Eliot Feldman, President of Higher Education Consulting Services, LLC

Eliot is a dynamic executive leader with a passion for coaching, higher education business development, and leadership. With a focus on optimizing the customer experience, he has an exceptional track record of accelerating individual and business growth, building high-performing teams, and supporting sustainable growth. Eliot’s expertise in talent career, college, and business coaching has helped him develop a loyal base of customers, and his commitment to enabling individuals and companies to thrive is truly inspiring. He has worked for prestigious organizations such as Wiley, The NJ Council for Community Colleges, DeVry, and Herzing Universities, and holds a bachelor’s degree from the New York Institute of Technology and a master’s degree in business administration from Keller Graduate School of Management. Eliot’s passion for his work and dedication to professional development make him a true leader in his field.


I have worked in higher education for 20 years. Now as a career coach, I have encountered many individuals over the age of 50 who have been impacted by ageism in the workplace and in higher education. Ageism can take various forms, including biased hiring and promotion practices, negative workplace culture, and barriers to education and career advancement.

One of the most prevalent ways that ageism manifests is through stereotyping and biased attitudes toward older workers. Unfortunately, many employers hold misconceptions that older workers are less adaptable, less technologically proficient, or less capable of learning new skills. As a result, older workers may be overlooked for job opportunities, even if they have the necessary qualifications.

In addition, older employees may face obstacles to career advancement, as younger colleagues are often perceived as having greater potential for growth and innovation. This can lead to older employees feeling undervalued and frustrated. Employers may also provide fewer opportunities for training and development for older employees, assuming they have less need or capacity to learn new skills. This can create a skills gap and hinder career progression for older workers.

Ageism can also create a negative work environment for older employees, leading to feelings of exclusion, disrespect, and even offensive comments or jokes based on their age. These experiences can have a significant impact on job satisfaction, motivation, and overall well-being.

In higher education, ageism can lead to barriers related to access, affordability, and academic support. Financial constraints, family responsibilities, and limited availability of scholarships or grants specifically for older students can make it difficult for them to pursue educational opportunities. Providing resources such as tutoring, study skills workshops, or academic counseling specifically tailored to the needs of older learners is crucial to addressing these issues. Additionally, designing an inclusive curriculum that recognizes the diverse experiences and perspectives of older learners can enhance engagement and relevance.
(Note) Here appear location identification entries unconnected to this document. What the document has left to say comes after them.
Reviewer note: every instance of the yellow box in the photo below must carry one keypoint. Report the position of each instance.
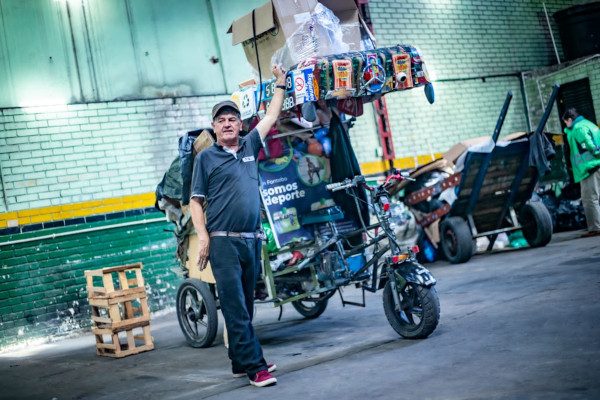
(70, 207)
(41, 218)
(116, 200)
(27, 213)
(103, 209)
(127, 199)
(149, 196)
(83, 212)
(9, 215)
(64, 215)
(121, 207)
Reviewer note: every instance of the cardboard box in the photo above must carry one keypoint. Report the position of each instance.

To tackle ageism, a multifaceted approach is required that includes education and awareness, policy and legal protection, intergenerational collaboration, and lifelong learning opportunities. Educational programs and awareness campaigns can help promote understanding of ageism and challenge stereotypes about older workers. Governments and organizations can establish and enforce policies that prohibit age discrimination in employment and education, providing legal recourse for individuals who experience ageism.

Intergenerational collaboration is an essential step towards fostering a positive work environment and combating ageism. Mentorship programs that pair older and younger employees or students can help bridge generational gaps and promote mutual learning. Reverse mentoring, where younger individuals mentor older individuals on technology or emerging trends, can also help break down age-related barriers. Additionally, offering flexible work arrangements, such as part-time options, job sharing, or phased retirement, can accommodate the needs and preferences of older workers while capitalizing on their expertise and experience.

Lifelong learning opportunities that cater to the needs and interests of older individuals can enhance their professional prospects and overall well-being. These opportunities can include continuing education programs, certificate courses, or workshops that enable older learners to acquire new skills, stay intellectually engaged, and enhance their professional prospects.

Creating age-friendly environments requires a concerted effort from employers, educational institutions, policymakers, and individuals. By fostering diversity, promoting inclusivity, and challenging age-related biases, organizations can harness the potential contributions of older learners and employees and create more equitable and thriving communities.